Ziet u de immigratie uit Islamitische landen als een verrijking van of bedreiging voor de Nederlandse cultuur?
“We moeten ons hoofd niet in het zand steken, de komst en aanwezigheid van grote aantallen allochtonen stellen onze samenleving voor grote spanningen en vraagstukken. We moeten gastvrij zijn ten opzichte van hen die omwille van lijf en goed de wijk moesten nemen. Anders ligt het met het zogeheten economische vluchtmotief. Wat is verrijking? Wij vinden het pas echt verrijkend als meer mensen willen leven naar de zegenrijke waarden en normen van de Bijbel en de openbare ruimte die we met elkaar delen daarvan de gedaante is. En wat is bedreigend? We willen een vreedzame samenleving en die wordt het best gegarandeerd binnen een context die de Bijbelse waarden en normen gehoorzaamt. De andere kant van deze medaille is dat moet worden geweerd wat daarmee in strijd is of komt.”

Wat is uw muzikale voorkeur en houdt deze verband met uw politieke positie?
“Helaas ben ik muzikaal niet zo ontwikkeld. Mijn ouders hebben er indertijd voldoende achteraan gezeten, maar ik stelde (dom genoeg) andere prioriteiten. Als ik dan toch een voorkeur uitspreek is dat voor de klassieke muziek. Volgens mij heeft dat weinig tot niets met mijn politieke positie van doen.”

Wat vindt u van het Bachelor/Master systeem dat de universiteiten straks moeten invoeren?
“Namens mijn fractie was ik voor dit wetsvoorstel, dat inmiddels door de Tweede Kamer met onze steun is aanvaard, woordvoerder. Uiteindelijk hebben we voor gestemd, omdat er op het punt van het behoud van het binaire stelsel (hbo-wo) concrete toezeggingen zijn gedaan en ter zake van de collegegelden voor de ‘masters’ veranderingen zijn aangebracht die voor ons nodig waren. Elke bachelor-opleiding heeft straks een vervolg in de master-opleiding en zo hoort het. In het kader van de internationalisering van het Hoger onderwijs en de daarover gemaakte afspraken op Europees niveau levert dit wetsvoorstel de nodige impuls tot vernieuwing en kwalitatief internationaal vergelijk.”
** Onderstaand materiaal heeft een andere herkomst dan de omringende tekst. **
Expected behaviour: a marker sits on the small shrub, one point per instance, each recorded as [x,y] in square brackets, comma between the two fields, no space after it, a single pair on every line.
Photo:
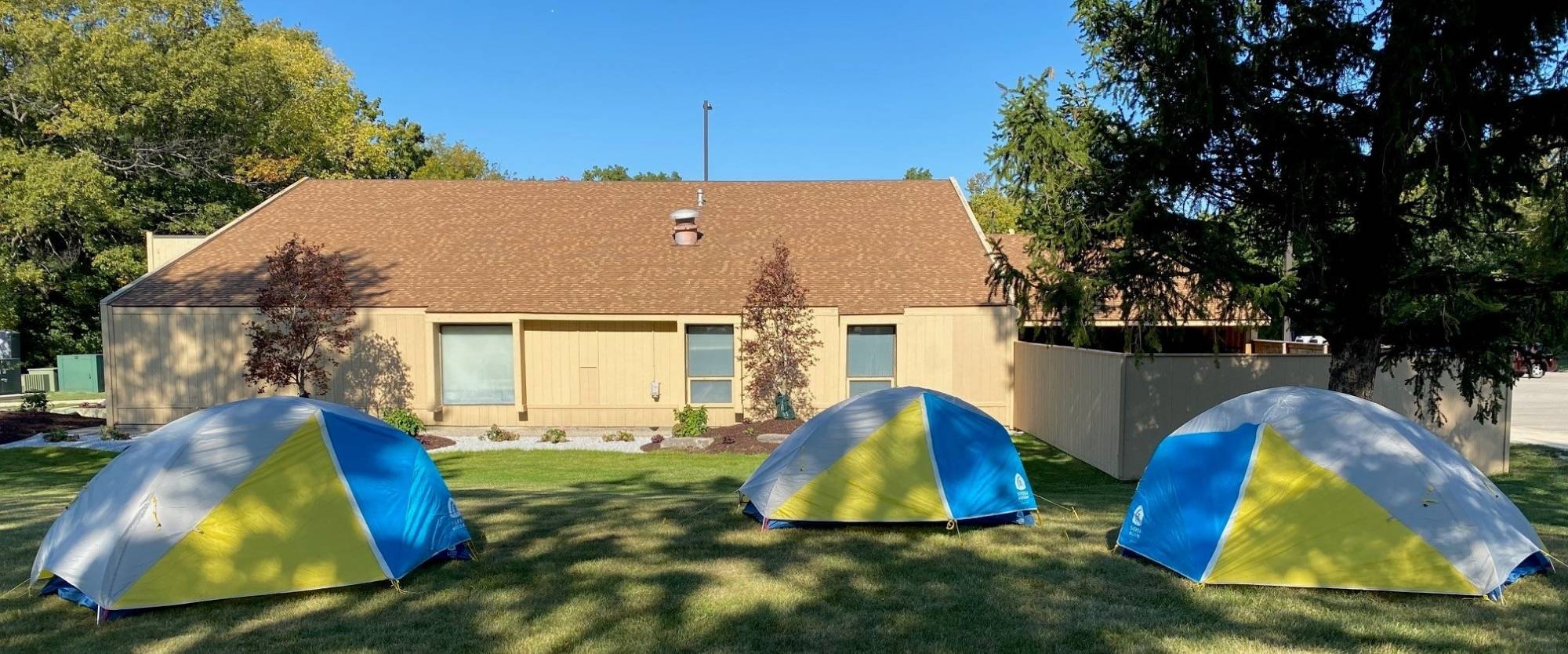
[691,421]
[405,421]
[35,401]
[59,435]
[499,435]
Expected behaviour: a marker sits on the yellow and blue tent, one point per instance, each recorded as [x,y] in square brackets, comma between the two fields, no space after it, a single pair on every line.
[895,456]
[260,496]
[1299,487]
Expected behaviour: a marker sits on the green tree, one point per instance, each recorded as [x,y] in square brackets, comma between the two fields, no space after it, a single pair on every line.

Hoe zou u de toekomst van Nederland in enkele woorden omschrijven?
“Ons land is een rijk land, één van de rijkste ter wereld. We hebben de financiële mogelijkheden overigens niet voldoende weten te benutten voor algemene voorzieningen in de zorgsector, het onderwijs en wat betreft de veiligheid op straat. Zo is meer te noemen, waar ‘paars’ ernstig in is tekort geschoten. Dat moet dus echt anders. Onze samenleving heeft harde en kille trekken! Het kan ook zo anders! De geestelijke leegte waarin velen zich ophouden, moet worden gevuld: herbronning heet dat. Dé Bron is het Woord van de levende God, de Bijbel. Het is onze vaste overtuiging en onze ondervinding dat het ‘in dat spoor’ goed toeven is voor elke burger.”

Nederland seculariseert. Hoe vaak gaat u nog naar de kerk?
“Helaas is het inderdaad zo dat Nederland seculariseert, niet dan met grote schade voor eigen leven en voor de kwaliteit van onze samenleving.
Met grote vreugde ga ik met echtgenote en kinderen – en zij ervaren dat ook als een vreugde en groot geluk – elke zondag twee maal naar de kerk. Wij kerken in de Hervormde gemeente van onze woonplaats, waar gelukkig nog vele jongeren en ouderen met ons aanwezig zijn. Dat stemt tot dankbaarheid.”

Verwacht u na de verkiezingen een linkse of een rechtse meerderheid in de Tweede Kamer?
“De ontevredenheid onder de kiezers is groot. Dat is zeer begrijpelijk. Veel proteststemmen lijken te worden geparkeerd bij lijsten die daarop inspelen. Leefbaar Nederland, Pim Fortuyn. Men ziet dan voorbij aan het feit dat deze lijsten niet een doordacht alternatief aanbieden, laat staan een doortimmerde integrale visie presenteren. Maar er is ontegenzeggelijk van alles en nog wat in beweging. Vanzelfsprekendheden zijn er in deze campagne waarschijnlijk niet. Dit alles bijeen betekent doorgaans een ruk naar rechts. Ik verwacht dan ook een kleine rechtse meerderheid.”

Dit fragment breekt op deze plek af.